# Cz 75 sp-01 #1



## GCBHM (Mar 24, 2014)

I've seen on a number of top lists that the CZ 75 SP-01 is rated the unequivocal top 9mm pistol on the current market. I am a CZ fan, and I know many of you are as well. Who has time with the SP-01 to elaborate on what makes this particular model the top model even over other CZs? I'm looking at the tactical version b/c I prefer the decocker over the manual safety.


----------



## Bisley (Aug 24, 2008)

What makes it great is that it is a CZ-75. Everything else is bonus.
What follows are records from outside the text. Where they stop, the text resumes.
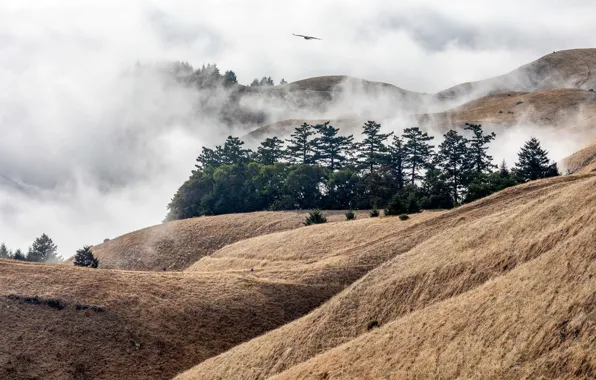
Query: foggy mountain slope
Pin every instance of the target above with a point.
(583, 161)
(113, 325)
(179, 244)
(497, 270)
(561, 69)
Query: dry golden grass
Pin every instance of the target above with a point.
(561, 69)
(177, 245)
(572, 110)
(583, 161)
(178, 319)
(485, 296)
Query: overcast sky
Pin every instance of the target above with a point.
(80, 161)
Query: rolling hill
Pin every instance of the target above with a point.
(62, 322)
(504, 290)
(177, 245)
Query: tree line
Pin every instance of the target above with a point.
(44, 250)
(318, 168)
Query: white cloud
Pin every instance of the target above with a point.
(99, 155)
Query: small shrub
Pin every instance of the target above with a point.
(85, 258)
(350, 215)
(315, 217)
(372, 324)
(374, 212)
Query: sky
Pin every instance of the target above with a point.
(88, 153)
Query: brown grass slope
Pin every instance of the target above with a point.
(473, 247)
(176, 245)
(572, 110)
(107, 324)
(562, 69)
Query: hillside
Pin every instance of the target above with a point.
(561, 69)
(508, 279)
(573, 110)
(62, 322)
(583, 161)
(176, 245)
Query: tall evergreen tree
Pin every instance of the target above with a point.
(208, 158)
(4, 251)
(85, 258)
(271, 151)
(417, 152)
(330, 148)
(480, 161)
(534, 162)
(229, 78)
(43, 250)
(372, 150)
(453, 159)
(233, 153)
(300, 148)
(397, 155)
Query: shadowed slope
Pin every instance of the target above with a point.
(176, 245)
(75, 323)
(483, 241)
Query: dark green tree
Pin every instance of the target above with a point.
(209, 158)
(19, 255)
(533, 162)
(4, 254)
(417, 152)
(372, 151)
(232, 152)
(397, 155)
(43, 250)
(300, 145)
(330, 148)
(271, 151)
(452, 157)
(479, 160)
(435, 190)
(85, 258)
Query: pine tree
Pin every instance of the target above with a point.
(396, 151)
(229, 78)
(209, 158)
(85, 258)
(417, 152)
(534, 162)
(453, 159)
(329, 148)
(271, 151)
(4, 254)
(480, 161)
(372, 150)
(299, 149)
(19, 255)
(43, 250)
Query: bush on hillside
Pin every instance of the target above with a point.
(315, 217)
(85, 258)
(374, 212)
(350, 215)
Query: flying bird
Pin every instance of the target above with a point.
(306, 37)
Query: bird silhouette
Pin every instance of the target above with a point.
(306, 37)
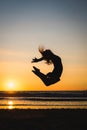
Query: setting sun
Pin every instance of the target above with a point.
(10, 84)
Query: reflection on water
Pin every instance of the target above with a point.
(34, 104)
(10, 105)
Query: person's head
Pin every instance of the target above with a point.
(47, 54)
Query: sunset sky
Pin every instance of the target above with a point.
(59, 25)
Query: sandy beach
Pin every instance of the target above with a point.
(50, 119)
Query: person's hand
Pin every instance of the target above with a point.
(34, 60)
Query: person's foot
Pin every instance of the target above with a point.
(36, 69)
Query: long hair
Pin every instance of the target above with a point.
(47, 55)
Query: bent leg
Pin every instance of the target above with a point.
(42, 76)
(48, 80)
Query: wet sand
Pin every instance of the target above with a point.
(50, 119)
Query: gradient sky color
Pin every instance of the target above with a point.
(59, 25)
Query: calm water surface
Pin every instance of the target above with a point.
(43, 100)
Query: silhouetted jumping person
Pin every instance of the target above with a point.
(50, 57)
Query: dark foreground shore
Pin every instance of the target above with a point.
(54, 119)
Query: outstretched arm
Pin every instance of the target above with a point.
(37, 60)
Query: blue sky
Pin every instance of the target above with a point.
(60, 25)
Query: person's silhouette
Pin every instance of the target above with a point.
(51, 77)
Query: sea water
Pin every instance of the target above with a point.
(43, 100)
Honestly, I've never had my hands on one, but they do seem to appeal to more folks than the standard models did. I have a 75B and a RAMI, and they are both superior shooters that I will keep.


----------



## GCBHM (Mar 24, 2014)

Yeah, I have to agree the CZ-75 is a great pistol. I had the Omega and loved it. I want to get another one, and was thinking about the SP-01. Actually, I would like to have an original CZ-75, and maybe another B Omega, but the SP-01 seems to be a really nice piece.


----------



## Smitty79 (Oct 19, 2012)

This is the top 9mm when you don't care about weight. It's the top Production 9mm for USPSA because the extra weight of the rail makes for faster follow up shots. It has the wonderful ergonomics of CZs and the low bore axis that allows for rapid shooting. If I had to pick the best combat gun where weight isn't an issue, I would pick the SP01. If I had to pick one where weight counts, it would probably be the P-09.


----------